Di fronte a questa escalation di odio, c’è chi si chiede: cosa rimane da fare? Innanzitutto, occorre riaffermare la necessità di sostenere chi lavora nelle strutture istituzionali e giudiziarie, come pure le forze dell’ordine che, spesso, si trovano a fronteggiare situazioni rischiose. Certo, è legittimo sollevare critiche, chiedere chiarezza o auspicare riforme, ma tutto diventa fuor di senso quando ci si scaglia contro le famiglie dei magistrati, oppure si augura la morte a una bambina che nulla ha a che fare con le scelte politiche dei genitori. In secondo luogo, è doveroso essere consapevoli del potere insidioso dei social media. Un post sensazionalistico o un commento violento possono scatenare onde d’urto ben più vaste di quanto qualsiasi utente possa immaginare. Basta una fake news per gettare fango su un operato o per far precipitare la credibilità di una persona, e una condanna sommaria senza contraddittorio diventa come un linciaggio digitale: non c’è processo, non c’è diritto di replica, ma soltanto un branco che si riversa alla ricerca di un capro espiatorio. Se si vuole davvero dare un senso alla critica, bisogna esercitare anzitutto il diritto-dovere di informarsi: leggere le sentenze, studiare i processi di stabilità di un governo o le ragioni di chi si occupa dell’accoglienza e del controllo delle frontiere, senza limitarsi a titoli o a opinioni altrui.

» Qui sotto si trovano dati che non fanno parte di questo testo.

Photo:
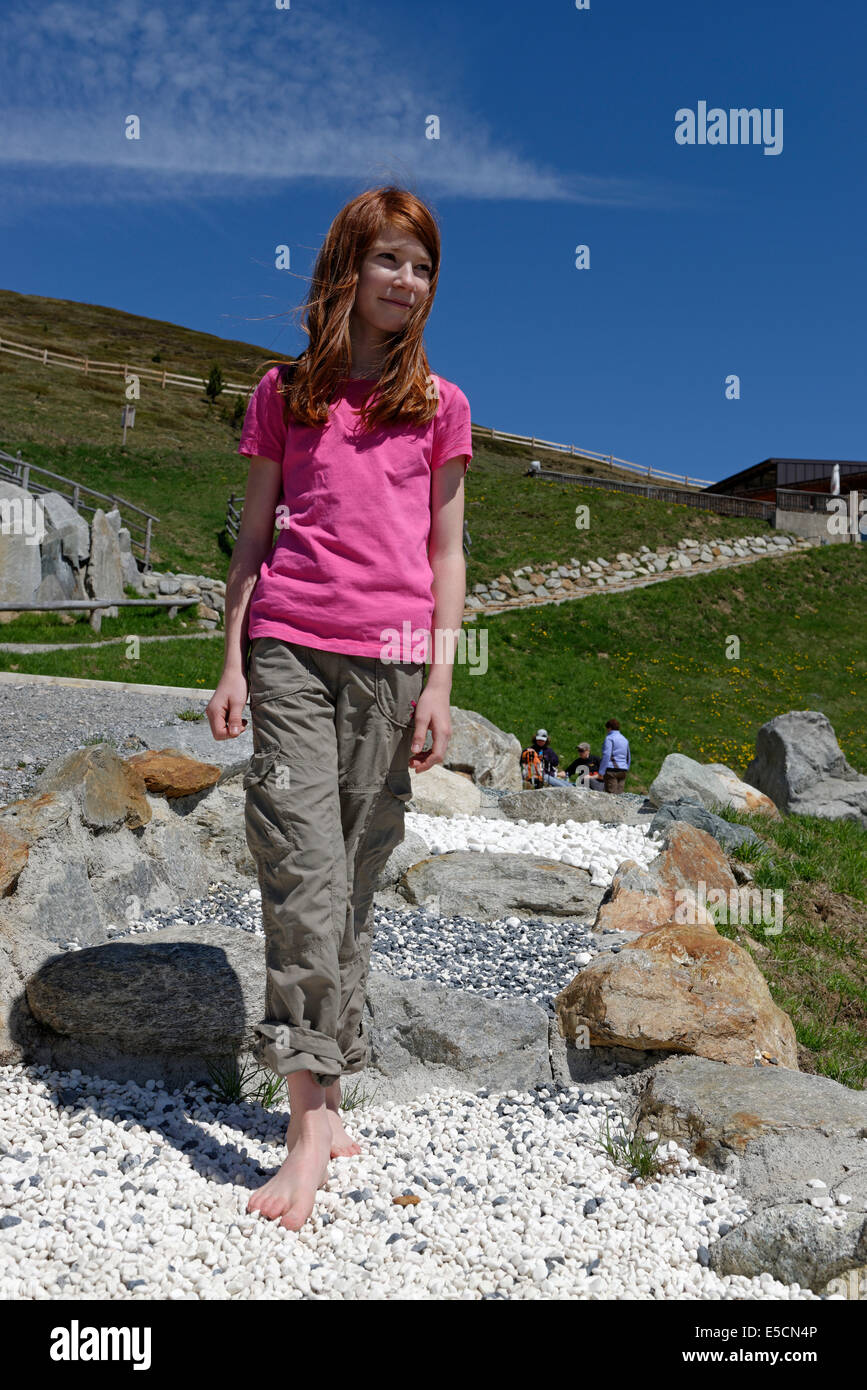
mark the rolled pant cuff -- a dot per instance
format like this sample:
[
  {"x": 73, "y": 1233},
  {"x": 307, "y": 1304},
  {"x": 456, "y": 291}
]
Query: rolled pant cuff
[{"x": 286, "y": 1048}]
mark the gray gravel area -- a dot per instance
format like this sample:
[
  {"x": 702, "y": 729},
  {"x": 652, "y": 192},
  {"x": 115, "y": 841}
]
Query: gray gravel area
[{"x": 38, "y": 723}]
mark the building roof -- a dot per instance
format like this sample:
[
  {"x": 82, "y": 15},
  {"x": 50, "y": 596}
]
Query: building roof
[{"x": 785, "y": 471}]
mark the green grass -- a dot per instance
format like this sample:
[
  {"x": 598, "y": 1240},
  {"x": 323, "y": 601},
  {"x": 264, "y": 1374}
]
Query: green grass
[
  {"x": 181, "y": 462},
  {"x": 664, "y": 673},
  {"x": 631, "y": 1151},
  {"x": 653, "y": 658},
  {"x": 816, "y": 966}
]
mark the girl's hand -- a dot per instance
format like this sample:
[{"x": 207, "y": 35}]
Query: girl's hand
[
  {"x": 431, "y": 713},
  {"x": 225, "y": 705}
]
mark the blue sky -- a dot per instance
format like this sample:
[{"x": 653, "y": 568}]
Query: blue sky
[{"x": 557, "y": 128}]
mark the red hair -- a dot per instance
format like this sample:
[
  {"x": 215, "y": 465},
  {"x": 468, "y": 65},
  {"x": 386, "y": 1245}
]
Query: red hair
[{"x": 405, "y": 389}]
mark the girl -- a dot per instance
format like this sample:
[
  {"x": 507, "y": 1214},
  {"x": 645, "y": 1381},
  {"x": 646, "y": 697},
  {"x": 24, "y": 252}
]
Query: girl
[{"x": 360, "y": 453}]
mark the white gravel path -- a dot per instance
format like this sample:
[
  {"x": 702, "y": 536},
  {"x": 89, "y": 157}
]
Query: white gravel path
[{"x": 118, "y": 1191}]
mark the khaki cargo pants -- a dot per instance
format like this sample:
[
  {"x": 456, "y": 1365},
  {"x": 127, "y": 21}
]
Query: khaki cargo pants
[{"x": 325, "y": 798}]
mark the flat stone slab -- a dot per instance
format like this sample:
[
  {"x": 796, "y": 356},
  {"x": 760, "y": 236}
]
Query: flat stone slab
[
  {"x": 716, "y": 1108},
  {"x": 794, "y": 1244},
  {"x": 556, "y": 805},
  {"x": 195, "y": 737}
]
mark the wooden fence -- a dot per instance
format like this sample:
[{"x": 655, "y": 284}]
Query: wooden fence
[
  {"x": 589, "y": 453},
  {"x": 92, "y": 366},
  {"x": 21, "y": 473},
  {"x": 719, "y": 502},
  {"x": 172, "y": 378}
]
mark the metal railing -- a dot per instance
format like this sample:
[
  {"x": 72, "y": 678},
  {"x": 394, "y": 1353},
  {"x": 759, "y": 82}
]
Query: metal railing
[
  {"x": 91, "y": 366},
  {"x": 21, "y": 473},
  {"x": 789, "y": 499},
  {"x": 589, "y": 453}
]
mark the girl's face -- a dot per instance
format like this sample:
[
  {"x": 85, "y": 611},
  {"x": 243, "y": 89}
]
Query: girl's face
[{"x": 393, "y": 277}]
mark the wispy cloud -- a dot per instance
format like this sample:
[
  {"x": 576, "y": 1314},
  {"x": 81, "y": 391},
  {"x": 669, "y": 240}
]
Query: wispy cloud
[{"x": 236, "y": 100}]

Infine, quando ci si avvicina alla cabina elettorale, non bisognerebbe lasciarsi guidare da simpatie personali o dal passaparola, ma bisogna andare a leggere il curriculum di chi si candida. Esaminare i percorsi di studio, verificare le esperienze lavorative e le posizioni assunte in passato: solo così si potrà scegliere un rappresentante capace di affrontare questioni complesse, dal diritto penale all’immigrazione, dal lavoro alla sanità. Se fossimo tutti più attenti a come utilizziamo il nostro voto, non saremmo poi sorpresi di trovarci impreparati di fronte a certe emergenze o di rimanere indifesi quando le decisioni di un tribunale o di un governo diventano bersaglio di odio ingiustificato.
Il giudice di Catania, la bambina minacciata sui social, il giovane Santo Re ucciso senza un perché condividono oggi il medesimo destino: ognuno di loro (o, più precisamente, ognuno di esse perché la vittima innocente non ha scelta) è diventato simbolo di un sentimento collettivo che si nutre dell’assenza di dialogo, dell’immediatezza delle fake news e dell’incapacità di ragionare sul lungo periodo. Se vogliamo davvero cambiare registro, dobbiamo mettere da parte gli insulti, l’istinto di vendetta e l’odio gratuito. Serve un gesto di responsabilità: sostenere chi, nell’ambito istituzionale e giudiziario, si attiene alle norme; appoggiare le forze dell’ordine che garantiscono la sicurezza quotidiana; e, soprattutto, fare sì che i social non diventino il regno dell’improvvisazione ma restino uno strumento di condivisione consapevole. Nel momento in cui ciascuno di noi deciderà di usare il proprio cervello “e non soltanto le proprie emozioni più impulsive” per valutare una notizia, verrà meno quell’odio cieco che oggi, troppo spesso, ci fa dimenticare il valore della verità, della moderazione e del rispetto reciproco.